Catfight: Yeoh and Ziyi

What's all the hubbub about? Crouching Tiger, Hidden Dragon is a Wuxia picture, a Chinese genre involving magic warriors, flying monks, and noble swordsmen-- the stuff of badly dubbed Sunday morning matinees. Ang Lee, the director of The Wedding Banquet, Sense and Sensibility, and The Ice Storm, says he wouldn't feel like a real director unless he made at least one of the B-pictures he grew up on.

To summarize Crouching Tiger is difficult and somewhat pointless. It's the kind of story that delightfully throws in another twist right when you thought you figured out what was going on. Suffice it to say that it includes legendary swords, hidden monasteries, noble bandits, brides longing for adventure, crooked witches with poison darts, prowling thieves, and not one but two great love stories.

Superbad Swordspeople: Chow Yun-Fat and Michelle Yeoh

Best of all, of course, are the fights. Yuen Wo-Ping, the martial-arts trickster who brought us The Matrix, is responsible for the butt-kicking action here. Forget Neo, forget the Crispin Glover fight in Charlies' Angels: what you get here is pure, exhilarating joy. By the end of the first rooftop melee between Michelle Yeoh and a masked intruder, I found myself grinning like an imbecile.
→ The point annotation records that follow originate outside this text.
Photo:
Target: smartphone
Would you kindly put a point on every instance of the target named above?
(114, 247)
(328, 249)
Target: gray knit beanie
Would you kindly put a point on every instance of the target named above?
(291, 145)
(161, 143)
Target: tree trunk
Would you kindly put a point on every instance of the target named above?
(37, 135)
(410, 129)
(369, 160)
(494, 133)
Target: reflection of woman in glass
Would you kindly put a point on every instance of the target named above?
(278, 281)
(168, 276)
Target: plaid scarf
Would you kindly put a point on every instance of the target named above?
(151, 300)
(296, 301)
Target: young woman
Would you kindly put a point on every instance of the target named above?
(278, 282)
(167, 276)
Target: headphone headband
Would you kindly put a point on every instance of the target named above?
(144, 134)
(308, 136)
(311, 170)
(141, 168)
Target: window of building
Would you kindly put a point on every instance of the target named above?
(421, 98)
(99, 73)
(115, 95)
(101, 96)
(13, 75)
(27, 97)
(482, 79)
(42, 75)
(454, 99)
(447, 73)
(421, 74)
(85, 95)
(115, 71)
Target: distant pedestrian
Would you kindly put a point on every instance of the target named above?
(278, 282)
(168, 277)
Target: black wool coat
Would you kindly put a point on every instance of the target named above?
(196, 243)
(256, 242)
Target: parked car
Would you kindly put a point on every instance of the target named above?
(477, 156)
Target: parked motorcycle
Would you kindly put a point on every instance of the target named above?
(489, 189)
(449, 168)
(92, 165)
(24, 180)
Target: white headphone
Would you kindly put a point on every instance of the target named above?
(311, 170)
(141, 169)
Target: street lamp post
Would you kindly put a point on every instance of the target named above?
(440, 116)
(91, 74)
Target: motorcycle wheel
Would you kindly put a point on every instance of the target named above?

The gravity-defying movements are so fast and surprising, and Lee keeps heaping them on so copiously, they leave you giddy with excitement. At a matinee screening full of seniors, people broke into spontaneous applause. This is fighting as dance, fighting as drum solo, fighting as lovemaking, fighting as a battle of wits. It's breathtaking. I could happily watch 90 minutes of non-narrative Ang Lee kung fu.